Notes to Consolidated and Combined Financial Statements (Continued)

16. Selected Interim Financial Information (unaudited) (Continued)

        Earnings per share is not presented for the periods January 1, 2011 to April 19, 2011, and the year ended December 31, 2010 as the IPO did not occur until April 20, 2011.

17. Subsequent Events

        GAAP requires an entity to disclose events that occur after the balance sheet date but before financial statements are issued or are available to be issued ("subsequent events") as well as the date through which an entity has evaluated subsequent events. There are two types of subsequent events. The first type consists of events or transactions that provide additional evidence about conditions that existed at the date of the balance sheet, including the estimates inherent in the process of preparing financial statements ("recognized subsequent events"). No significant recognized subsequent events were noted. The second type consists of events that provide evidence about conditions that did not exist at the date of the balance sheet but arose subsequent to that date ("non-recognized subsequent events").
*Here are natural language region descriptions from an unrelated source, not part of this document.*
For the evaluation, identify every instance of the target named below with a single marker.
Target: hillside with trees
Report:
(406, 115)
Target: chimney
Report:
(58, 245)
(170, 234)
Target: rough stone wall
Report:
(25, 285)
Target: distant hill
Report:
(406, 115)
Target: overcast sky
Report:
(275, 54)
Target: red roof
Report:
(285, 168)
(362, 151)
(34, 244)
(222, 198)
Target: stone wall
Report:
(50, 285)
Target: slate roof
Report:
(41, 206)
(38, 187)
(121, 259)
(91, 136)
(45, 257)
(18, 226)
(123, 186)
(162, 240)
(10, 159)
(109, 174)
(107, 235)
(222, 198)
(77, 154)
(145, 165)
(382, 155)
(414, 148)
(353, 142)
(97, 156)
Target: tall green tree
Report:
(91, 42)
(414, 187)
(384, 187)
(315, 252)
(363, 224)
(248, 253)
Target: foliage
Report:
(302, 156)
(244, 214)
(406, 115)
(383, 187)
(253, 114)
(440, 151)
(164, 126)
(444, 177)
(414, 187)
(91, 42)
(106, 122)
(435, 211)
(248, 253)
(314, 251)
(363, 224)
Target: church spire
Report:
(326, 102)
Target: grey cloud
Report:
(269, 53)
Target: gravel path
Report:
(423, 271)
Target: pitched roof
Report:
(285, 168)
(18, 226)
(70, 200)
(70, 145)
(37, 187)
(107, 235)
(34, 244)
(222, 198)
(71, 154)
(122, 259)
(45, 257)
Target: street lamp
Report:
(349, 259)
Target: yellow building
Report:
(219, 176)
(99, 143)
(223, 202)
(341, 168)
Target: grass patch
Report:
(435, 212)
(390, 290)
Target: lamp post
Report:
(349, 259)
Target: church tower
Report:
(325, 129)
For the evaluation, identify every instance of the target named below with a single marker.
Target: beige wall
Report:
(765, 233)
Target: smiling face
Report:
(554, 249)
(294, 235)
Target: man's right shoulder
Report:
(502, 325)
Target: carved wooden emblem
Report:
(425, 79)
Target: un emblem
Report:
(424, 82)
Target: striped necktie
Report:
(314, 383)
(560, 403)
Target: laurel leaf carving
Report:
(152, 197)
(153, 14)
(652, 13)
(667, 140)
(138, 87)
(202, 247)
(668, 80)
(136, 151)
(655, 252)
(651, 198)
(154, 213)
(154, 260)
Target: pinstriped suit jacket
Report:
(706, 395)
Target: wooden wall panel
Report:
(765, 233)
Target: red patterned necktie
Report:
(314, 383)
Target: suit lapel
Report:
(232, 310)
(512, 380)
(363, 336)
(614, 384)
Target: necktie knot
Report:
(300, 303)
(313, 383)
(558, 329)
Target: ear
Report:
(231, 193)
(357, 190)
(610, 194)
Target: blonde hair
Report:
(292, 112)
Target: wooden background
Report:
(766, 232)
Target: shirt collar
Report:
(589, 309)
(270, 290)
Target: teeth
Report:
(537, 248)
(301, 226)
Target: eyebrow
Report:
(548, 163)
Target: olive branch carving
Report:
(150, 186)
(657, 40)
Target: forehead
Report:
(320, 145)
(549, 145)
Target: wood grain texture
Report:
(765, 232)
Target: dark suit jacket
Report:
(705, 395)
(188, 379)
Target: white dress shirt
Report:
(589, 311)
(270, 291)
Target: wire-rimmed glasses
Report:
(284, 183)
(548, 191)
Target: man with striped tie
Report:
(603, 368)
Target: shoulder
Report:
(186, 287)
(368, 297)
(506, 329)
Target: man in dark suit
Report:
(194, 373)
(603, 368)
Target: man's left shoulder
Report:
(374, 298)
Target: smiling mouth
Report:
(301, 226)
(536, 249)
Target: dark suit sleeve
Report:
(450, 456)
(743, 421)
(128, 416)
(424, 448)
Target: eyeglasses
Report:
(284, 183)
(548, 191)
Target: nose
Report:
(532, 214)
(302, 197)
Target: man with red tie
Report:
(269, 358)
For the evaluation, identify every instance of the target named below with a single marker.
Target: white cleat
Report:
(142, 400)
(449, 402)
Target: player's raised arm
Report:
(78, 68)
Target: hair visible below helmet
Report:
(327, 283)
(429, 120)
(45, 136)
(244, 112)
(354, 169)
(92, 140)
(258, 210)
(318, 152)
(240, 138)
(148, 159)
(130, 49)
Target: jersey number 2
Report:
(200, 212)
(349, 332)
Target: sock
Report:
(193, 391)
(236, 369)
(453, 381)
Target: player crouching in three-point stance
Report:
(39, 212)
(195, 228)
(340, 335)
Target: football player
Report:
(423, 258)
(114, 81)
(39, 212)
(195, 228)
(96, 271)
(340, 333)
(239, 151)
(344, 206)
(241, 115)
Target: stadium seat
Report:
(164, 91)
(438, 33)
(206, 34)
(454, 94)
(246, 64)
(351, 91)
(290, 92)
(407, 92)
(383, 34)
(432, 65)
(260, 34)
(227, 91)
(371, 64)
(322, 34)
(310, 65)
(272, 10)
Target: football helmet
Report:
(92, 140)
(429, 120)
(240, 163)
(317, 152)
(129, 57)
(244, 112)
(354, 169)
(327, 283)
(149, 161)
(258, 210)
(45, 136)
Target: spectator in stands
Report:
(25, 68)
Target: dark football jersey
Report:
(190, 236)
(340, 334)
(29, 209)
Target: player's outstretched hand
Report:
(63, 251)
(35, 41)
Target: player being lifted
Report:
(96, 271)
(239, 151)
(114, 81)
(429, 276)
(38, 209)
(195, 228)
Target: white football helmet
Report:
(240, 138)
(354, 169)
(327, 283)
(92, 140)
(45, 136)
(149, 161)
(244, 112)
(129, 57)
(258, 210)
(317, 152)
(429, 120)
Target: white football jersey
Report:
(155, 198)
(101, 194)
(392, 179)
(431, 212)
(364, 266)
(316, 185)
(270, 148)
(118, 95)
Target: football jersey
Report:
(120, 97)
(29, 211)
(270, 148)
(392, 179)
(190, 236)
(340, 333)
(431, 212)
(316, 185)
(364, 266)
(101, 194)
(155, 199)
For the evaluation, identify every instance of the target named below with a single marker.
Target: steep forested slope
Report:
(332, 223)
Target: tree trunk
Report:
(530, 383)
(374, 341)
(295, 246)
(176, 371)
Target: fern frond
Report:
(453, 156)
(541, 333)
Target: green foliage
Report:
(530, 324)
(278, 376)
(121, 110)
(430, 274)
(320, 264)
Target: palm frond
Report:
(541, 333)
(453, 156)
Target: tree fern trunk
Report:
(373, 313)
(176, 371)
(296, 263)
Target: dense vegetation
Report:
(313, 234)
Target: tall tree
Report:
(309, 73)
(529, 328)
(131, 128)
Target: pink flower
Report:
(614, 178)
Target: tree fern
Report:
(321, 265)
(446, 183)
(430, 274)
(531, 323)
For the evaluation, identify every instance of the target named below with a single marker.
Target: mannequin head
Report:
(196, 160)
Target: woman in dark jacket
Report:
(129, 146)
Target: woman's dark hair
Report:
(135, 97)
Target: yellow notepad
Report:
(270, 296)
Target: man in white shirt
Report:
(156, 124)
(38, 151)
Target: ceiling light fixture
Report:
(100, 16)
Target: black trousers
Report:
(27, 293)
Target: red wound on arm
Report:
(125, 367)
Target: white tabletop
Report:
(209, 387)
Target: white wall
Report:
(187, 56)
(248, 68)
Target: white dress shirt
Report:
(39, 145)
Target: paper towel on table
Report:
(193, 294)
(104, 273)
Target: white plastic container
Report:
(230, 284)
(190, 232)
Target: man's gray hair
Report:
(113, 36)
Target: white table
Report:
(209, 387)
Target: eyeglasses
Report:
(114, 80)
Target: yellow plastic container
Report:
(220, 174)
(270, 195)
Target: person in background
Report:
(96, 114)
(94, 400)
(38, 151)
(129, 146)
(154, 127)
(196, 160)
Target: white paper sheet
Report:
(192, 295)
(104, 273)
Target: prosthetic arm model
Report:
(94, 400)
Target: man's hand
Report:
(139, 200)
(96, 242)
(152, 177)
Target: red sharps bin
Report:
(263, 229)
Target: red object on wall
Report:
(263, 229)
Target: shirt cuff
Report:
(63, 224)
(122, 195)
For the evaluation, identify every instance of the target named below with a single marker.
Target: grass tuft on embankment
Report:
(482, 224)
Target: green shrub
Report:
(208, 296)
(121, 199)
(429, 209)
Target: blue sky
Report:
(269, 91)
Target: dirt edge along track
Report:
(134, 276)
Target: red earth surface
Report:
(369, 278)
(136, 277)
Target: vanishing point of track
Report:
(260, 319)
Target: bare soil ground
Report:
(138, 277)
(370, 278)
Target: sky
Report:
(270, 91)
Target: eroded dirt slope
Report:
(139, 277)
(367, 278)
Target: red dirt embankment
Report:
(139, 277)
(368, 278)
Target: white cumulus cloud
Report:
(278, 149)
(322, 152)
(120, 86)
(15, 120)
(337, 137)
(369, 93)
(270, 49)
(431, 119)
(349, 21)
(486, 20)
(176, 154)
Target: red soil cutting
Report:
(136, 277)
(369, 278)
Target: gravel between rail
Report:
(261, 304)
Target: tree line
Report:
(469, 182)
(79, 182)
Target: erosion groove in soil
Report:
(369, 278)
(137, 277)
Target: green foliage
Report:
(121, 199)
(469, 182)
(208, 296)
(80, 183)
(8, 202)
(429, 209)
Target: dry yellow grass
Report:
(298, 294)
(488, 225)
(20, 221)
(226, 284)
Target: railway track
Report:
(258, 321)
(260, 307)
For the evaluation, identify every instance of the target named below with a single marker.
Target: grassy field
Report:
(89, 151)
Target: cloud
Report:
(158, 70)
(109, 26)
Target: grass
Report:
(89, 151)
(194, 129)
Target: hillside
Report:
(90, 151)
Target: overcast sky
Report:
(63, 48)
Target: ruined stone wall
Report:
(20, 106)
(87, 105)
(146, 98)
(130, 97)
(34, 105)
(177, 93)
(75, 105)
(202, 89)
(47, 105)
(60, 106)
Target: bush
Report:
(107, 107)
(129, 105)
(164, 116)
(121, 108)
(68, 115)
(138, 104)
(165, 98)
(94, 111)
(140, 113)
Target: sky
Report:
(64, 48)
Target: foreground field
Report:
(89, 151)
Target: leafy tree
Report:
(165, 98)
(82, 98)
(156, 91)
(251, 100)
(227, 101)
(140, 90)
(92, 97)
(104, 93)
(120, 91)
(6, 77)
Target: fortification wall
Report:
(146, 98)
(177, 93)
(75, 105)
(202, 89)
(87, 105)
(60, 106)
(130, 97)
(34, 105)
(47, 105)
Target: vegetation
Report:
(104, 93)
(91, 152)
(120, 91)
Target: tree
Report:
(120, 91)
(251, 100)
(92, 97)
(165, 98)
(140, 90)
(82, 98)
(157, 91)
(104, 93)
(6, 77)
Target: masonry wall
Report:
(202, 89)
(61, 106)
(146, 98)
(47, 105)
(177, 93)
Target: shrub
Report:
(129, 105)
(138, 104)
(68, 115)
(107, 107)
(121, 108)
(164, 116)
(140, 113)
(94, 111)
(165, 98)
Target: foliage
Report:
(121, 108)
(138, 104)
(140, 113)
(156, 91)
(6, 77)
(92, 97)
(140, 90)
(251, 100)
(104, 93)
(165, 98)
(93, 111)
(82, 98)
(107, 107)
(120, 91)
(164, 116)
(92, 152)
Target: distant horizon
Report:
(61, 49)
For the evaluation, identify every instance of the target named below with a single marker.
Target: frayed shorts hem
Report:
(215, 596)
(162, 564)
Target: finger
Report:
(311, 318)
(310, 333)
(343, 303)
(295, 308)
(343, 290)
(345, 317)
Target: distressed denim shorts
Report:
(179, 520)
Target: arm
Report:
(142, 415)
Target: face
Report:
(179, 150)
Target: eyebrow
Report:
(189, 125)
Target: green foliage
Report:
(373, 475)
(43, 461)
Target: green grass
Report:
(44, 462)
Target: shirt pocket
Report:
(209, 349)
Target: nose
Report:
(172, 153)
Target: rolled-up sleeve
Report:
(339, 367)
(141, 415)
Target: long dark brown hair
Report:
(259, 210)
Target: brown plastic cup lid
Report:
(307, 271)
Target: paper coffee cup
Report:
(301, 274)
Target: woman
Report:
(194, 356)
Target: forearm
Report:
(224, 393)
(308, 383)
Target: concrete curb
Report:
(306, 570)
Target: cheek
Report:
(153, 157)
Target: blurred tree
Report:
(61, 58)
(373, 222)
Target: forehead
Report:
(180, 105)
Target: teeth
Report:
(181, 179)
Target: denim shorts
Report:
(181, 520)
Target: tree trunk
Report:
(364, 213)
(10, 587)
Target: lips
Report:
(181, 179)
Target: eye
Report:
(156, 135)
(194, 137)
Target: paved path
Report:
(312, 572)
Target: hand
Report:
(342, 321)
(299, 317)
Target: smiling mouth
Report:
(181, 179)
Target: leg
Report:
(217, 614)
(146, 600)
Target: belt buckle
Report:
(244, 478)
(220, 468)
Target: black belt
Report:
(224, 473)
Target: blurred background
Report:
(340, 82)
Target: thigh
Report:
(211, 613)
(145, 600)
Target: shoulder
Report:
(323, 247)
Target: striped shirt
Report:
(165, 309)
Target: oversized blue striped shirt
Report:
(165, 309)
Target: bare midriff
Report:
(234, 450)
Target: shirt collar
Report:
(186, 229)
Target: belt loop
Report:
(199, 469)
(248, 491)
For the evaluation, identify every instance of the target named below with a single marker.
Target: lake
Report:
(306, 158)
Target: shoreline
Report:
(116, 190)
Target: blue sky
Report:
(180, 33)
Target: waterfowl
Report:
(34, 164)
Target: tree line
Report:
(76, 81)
        The following non-recognized subsequent events are noted:

        On January 13, 2012, the Company paid the fourth quarter dividend of $0.26 per share to all stockholders of record on December 30, 2011.

        On January 13, 2012, the Company issued 4,465 shares of common stock with a fair value of $0.1 million, for director's compensation for their services for the three months ended December 31, 2011.

        On January 3, 2012, the Company granted a total of 196,260 LTIP units to certain senior executive officers. The Company granted 87,025 restricted shares of common stock to certain employees of the Company. At such time, the Company also granted its non-employee, independent directors a total of 22,380 LTIP units. All grants were pursuant to the 2011 Plan.

        On March 6, 2012, the board of directors declared, and the Company accrued, the first quarter of 2012 dividend of $0.26 per share to all stockholders of record on March 30, 2012.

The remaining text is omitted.